Showing posts with label code words. Show all posts
Showing posts with label code words. Show all posts

Friday, October 24, 2008

Three Little Words: We'll Talk Later

The New Pastor has been with our church a while now. Not unexpectedly, the first few services he wasn't used to our church's normal order of worship. There were a few slight rough spots. It was not a big deal -- except, I was sure, in the mind of the narcissist. After all, an entire congregation was watching. Ouch.

The church staff are known to make friendly jabs at each other during Sunday services. This past week, it was the new pastor's turn to be on the receiving end. A comment was made about the rough spots. Anyone else would have taken it as a moment of friendliness that just happened to mention the understandable mistakes by someone new. The new pastor's quiet reply of "we'll talk later" was obviously not a continuance of friendly repartee.

I have no idea what actually happened behind the scenes and I like it that way. I've spent more time than I care listening to the rantings of a narcissist who believes he's been slighted. When it came to his job, its impact was felt for weeks and even months. I feel for the pastor's wife and children.

I am comforted, however, in my belief that if there were anyone able to handle the workplace ramifications, it's our church's senior staff. They're not wishy-washy. They know where they stand and why they stand there. Given that the common wisdom is there's really no way to reform a narcissist, perhaps this guy has a chance to experience the one surefire way of reform: God's grace.

Sunday, October 19, 2008

My Narcissist's Code Words

When my mother would get angry with my father his typical reply, said with an annoyed voice, was "Oh Susan!". The translation: "Oh no, here you go being unreasonable *again*!". It was one of the family codes. The meaning was clear: there was no use trying to discuss it with him; he didn't believe your premise was even valid; you were over reacting and that's all there was to it. It was the perfect brush off. The words weren't offensive. If someone from outside the family heard them, they wouldn't think anything of it. Yet, it elicited the desired response.

It didn't take long before she was so overwhelmed with life with her narcissistic husband, that she crawled inside her own shell. By the time I was eight years-old, she was in self-preservation mode. This self-preservation quickly became self-absorption.

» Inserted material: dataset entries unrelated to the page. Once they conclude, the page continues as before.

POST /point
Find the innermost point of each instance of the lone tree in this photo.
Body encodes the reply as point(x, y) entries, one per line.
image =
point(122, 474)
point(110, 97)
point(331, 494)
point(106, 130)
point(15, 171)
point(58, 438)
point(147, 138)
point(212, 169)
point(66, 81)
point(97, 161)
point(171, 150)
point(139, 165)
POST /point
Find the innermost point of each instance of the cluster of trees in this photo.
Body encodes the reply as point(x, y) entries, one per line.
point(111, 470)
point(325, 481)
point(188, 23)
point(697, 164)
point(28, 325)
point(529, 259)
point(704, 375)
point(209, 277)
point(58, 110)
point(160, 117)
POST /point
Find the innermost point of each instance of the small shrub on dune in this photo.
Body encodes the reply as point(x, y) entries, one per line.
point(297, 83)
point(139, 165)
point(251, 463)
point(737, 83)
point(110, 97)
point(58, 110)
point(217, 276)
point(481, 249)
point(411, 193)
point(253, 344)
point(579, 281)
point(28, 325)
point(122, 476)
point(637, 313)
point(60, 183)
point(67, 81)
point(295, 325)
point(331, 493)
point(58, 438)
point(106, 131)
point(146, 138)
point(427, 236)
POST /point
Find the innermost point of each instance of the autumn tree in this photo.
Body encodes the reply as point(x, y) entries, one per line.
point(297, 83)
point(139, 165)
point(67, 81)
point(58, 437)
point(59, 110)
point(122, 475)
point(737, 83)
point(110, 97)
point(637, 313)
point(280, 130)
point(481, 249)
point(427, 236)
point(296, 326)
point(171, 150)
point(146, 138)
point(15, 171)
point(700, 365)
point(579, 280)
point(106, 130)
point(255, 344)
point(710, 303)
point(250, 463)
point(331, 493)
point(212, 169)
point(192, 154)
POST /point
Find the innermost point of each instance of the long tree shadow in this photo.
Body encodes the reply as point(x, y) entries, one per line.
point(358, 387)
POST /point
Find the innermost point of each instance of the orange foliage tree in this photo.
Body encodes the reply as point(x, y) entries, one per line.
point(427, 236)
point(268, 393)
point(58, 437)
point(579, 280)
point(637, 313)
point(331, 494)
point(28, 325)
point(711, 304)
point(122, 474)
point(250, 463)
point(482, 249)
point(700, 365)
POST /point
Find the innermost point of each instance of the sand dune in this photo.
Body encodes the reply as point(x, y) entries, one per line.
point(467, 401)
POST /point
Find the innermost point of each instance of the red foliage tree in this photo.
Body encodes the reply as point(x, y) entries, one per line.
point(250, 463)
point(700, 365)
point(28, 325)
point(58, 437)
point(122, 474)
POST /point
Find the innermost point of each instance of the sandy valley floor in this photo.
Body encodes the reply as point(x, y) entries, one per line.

His brush off for me was different. It was a humorous phrase. People outside the family would likely smile if they heard it. It's sting was in the way it mocked my feelings. It made a joke of them. When I was young, even after hearing the phrase, I would still try to explain. He would only smile and repeat it, multiple times, if necessary. It was infuriating.

The phrase itself, I can't bring myself to say, or type, or even put the words together in my head. It's actually quite a clever saying and requires some thought to figure out, or at least it did when I was a child. In essence it says: you may or may not get over it, but either way it'll be a long time before it happens. In context it meant: your concern doesn't matter.

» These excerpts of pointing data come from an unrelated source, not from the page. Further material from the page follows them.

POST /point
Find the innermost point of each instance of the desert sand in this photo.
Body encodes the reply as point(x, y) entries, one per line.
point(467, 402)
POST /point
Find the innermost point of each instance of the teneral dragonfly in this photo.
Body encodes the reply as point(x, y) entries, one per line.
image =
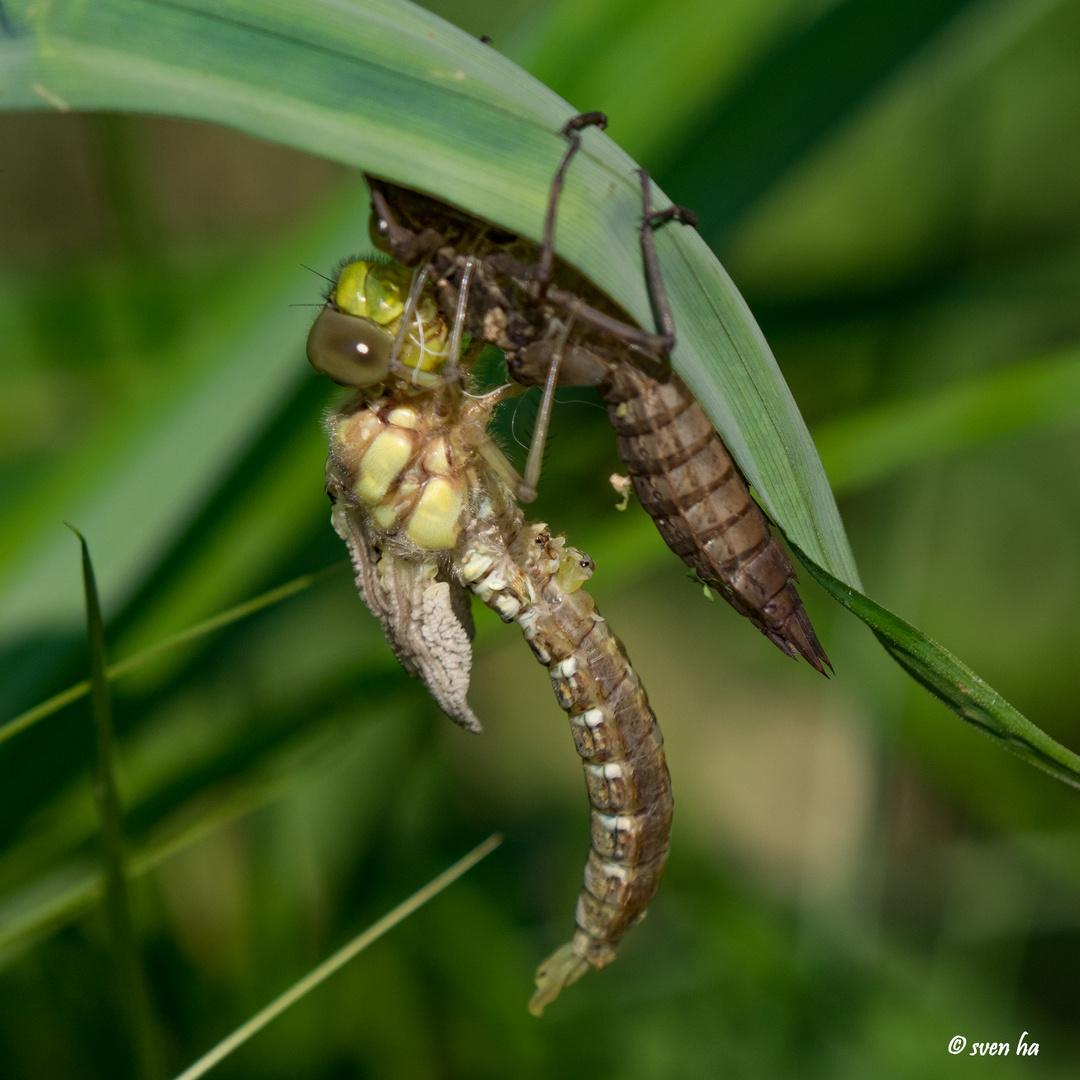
point(423, 499)
point(557, 328)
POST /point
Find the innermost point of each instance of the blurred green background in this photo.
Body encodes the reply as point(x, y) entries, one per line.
point(855, 875)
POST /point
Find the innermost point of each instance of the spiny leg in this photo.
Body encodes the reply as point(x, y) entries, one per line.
point(650, 221)
point(407, 315)
point(535, 460)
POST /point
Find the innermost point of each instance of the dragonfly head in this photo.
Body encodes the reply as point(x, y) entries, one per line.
point(353, 337)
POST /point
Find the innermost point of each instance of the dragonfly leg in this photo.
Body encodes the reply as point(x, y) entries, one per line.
point(650, 221)
point(407, 315)
point(389, 235)
point(535, 460)
point(571, 130)
point(450, 370)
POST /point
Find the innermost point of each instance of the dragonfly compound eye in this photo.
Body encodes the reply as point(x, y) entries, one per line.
point(351, 351)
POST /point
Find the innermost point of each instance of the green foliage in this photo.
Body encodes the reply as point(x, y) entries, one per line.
point(853, 878)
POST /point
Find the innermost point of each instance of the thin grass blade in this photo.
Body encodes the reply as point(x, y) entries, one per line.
point(399, 92)
point(79, 690)
point(341, 957)
point(1039, 395)
point(798, 93)
point(131, 977)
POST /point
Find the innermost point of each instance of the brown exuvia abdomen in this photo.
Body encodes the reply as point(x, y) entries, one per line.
point(691, 487)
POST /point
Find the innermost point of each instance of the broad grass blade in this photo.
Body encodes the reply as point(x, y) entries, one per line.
point(954, 683)
point(131, 977)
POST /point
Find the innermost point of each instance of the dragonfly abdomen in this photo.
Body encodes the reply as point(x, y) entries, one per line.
point(536, 581)
point(687, 481)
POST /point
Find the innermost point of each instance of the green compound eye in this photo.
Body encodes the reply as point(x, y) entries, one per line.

Some years later I wondered why I no longer told my parents about events in my life. It's only since I've learned about narcissism and NPD, that I see why sharing the events of my personal life with them was so distasteful. Even good events in my life were only worthy of notice if my father approved of them. By the time I was an adult, good events in my life were only worthy of his notice if they had some benefit for him.

There is at least some peace in knowing why I feel such apathy toward my parents. The peace, however, is tainted with sadness.